Finished, the inside looks like this
As for more straightforward pattern modifications:
:: I took one inch out of the front and back length at the LENGTHEN/SHORTEN HERE lines.
:: I scaled back the vertical hem line by two inches, basically just single-white-femaling Frivolous at Last. Because the vertical edge is what creates the waterfall, doing so scales back the length of the waterfall a bit so it doesn’t overwhelm the shorties.
:: Once I had it on, though, the length was still too long on me. I cut away another 2” from the bottom hem, then used a 7/8” rolled hem foot to finish, removing another 1 and 3/4” out of the length.[question: Is this rolled hem foot legal for garment sewing? it totally worked and was much simpler than ‘turn, measure, press, measure, press, measure, REPEAT AGAIN, then sew down hem’. But it kind of felt like cheating?]

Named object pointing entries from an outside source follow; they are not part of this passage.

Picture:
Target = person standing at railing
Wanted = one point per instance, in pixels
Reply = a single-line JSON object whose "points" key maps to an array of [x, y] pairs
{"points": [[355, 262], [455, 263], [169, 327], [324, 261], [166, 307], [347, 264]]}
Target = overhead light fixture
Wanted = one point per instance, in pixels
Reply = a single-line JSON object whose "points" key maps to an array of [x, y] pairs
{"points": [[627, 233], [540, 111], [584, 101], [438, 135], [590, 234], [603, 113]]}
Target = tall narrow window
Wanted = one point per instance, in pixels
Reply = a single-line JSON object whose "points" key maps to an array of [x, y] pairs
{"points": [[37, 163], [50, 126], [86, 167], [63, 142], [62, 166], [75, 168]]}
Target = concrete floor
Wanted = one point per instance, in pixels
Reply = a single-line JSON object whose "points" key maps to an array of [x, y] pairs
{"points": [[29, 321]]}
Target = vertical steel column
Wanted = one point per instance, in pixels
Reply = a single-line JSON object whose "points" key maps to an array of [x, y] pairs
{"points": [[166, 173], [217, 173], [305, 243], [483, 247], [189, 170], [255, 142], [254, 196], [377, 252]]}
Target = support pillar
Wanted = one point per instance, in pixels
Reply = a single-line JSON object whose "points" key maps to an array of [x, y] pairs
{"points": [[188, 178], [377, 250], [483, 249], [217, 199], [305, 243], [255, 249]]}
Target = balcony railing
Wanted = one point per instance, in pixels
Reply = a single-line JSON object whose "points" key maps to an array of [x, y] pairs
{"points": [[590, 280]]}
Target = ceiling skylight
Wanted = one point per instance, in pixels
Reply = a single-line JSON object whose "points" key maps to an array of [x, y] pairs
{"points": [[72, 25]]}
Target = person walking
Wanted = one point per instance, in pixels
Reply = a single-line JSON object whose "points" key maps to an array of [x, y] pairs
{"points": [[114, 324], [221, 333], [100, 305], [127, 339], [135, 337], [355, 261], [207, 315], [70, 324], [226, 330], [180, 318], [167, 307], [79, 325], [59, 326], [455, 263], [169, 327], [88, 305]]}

Those pattern modification details contain most of my construction details as well (aside from: I did use twill tape in both the shoulder seam and attaching the collar to the shoulders to prevent stretching out), so I’ll leave you with this: flat locking the corner where the collar attaches to the shoulder didn’t feel totally straightforward. There’s a sew-a-long on the Oliver & S blog, which is helpful. But I’d recommend looking at both the pattern instruction sheet images AND the Lisette sew-a-long instructions at each step. Better on the blog in some parts, the paper in others. Mine’s a bit mangled, especially at the shoulder/neck seam, take a look:
But not mangled enough to keep me from wearing it!